Anicetus is a software telemetry framework. Telemetry differs from logging in terms of both goals and content. Logging attempts to provide information for both operational monitoring and software debugging. In doing so, it is required to serve two masters and often neither of them particularly well. The software developer is constantly faced with the problem of what to log with the result often being too much and too little is logged, at the same time. Telemetry is focused solely on providing information that is useful for understanding the operation of the software from an operational perspective. Operations is primarily interested in the following facts:
- How healthy is the application?
- What errors is the application encountering that block proper operation?
- How well is the application performing?
- What external dependencies does the application have that might impact it's operation?
- Are the business metrics in the appropriate ranges (e.g. sales, sessions, etc.)?
Developers are more focused on the flows of the application internally while operations are more focused on ensuring the business goals are being met by the system. Developers need to understand why the application fails in a particular way while operations needs to understand what components can impact the application and how those components are behaving. The challenge to date has been that logging frameworks, which are focused on the application developer have been pressed into the secondary duty of providing operational information as well.

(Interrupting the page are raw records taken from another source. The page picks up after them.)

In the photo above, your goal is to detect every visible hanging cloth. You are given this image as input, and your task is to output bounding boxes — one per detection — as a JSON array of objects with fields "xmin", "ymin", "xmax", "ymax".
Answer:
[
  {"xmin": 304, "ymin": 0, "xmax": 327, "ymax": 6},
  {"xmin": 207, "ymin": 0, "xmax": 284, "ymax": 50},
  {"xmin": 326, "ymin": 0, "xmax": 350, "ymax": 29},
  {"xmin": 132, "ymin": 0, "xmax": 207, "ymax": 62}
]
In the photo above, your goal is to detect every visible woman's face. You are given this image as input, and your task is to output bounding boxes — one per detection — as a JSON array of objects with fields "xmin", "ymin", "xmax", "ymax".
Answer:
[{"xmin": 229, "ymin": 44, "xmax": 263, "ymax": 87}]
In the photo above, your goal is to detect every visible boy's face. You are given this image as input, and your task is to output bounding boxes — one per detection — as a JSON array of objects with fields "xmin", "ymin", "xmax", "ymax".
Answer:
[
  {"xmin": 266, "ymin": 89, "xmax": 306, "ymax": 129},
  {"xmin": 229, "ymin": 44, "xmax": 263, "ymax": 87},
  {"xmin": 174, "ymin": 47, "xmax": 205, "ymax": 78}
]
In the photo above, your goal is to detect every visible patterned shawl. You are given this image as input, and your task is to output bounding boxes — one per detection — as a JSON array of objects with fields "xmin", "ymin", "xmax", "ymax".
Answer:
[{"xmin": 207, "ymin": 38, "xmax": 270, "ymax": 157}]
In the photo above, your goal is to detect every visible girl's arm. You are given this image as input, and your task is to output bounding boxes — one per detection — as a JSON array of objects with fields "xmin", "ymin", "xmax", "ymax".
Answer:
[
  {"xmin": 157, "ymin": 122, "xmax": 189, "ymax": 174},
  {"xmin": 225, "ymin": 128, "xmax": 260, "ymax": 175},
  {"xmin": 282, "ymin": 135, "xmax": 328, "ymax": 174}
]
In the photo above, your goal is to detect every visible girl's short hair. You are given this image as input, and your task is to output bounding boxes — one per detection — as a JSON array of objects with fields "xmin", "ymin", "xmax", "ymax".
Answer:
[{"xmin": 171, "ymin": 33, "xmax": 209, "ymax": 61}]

One other key challenge for large systems is understanding the relationships between components. Static analysis cannot provide an accurate picture of these relationships for a few reasons. First, logic branches make it difficult for static tools to know for certain which of the several dependent components are involved in any given flow. Second, abstractions hide the component dependencies from developers, making it difficult for developers to articulate their dependencies. Finally, components may be used to differing levels depending upon the use case. An accurate topology of components can only be derived from the running system. This information is readily captured by a properly designed telemetry framework.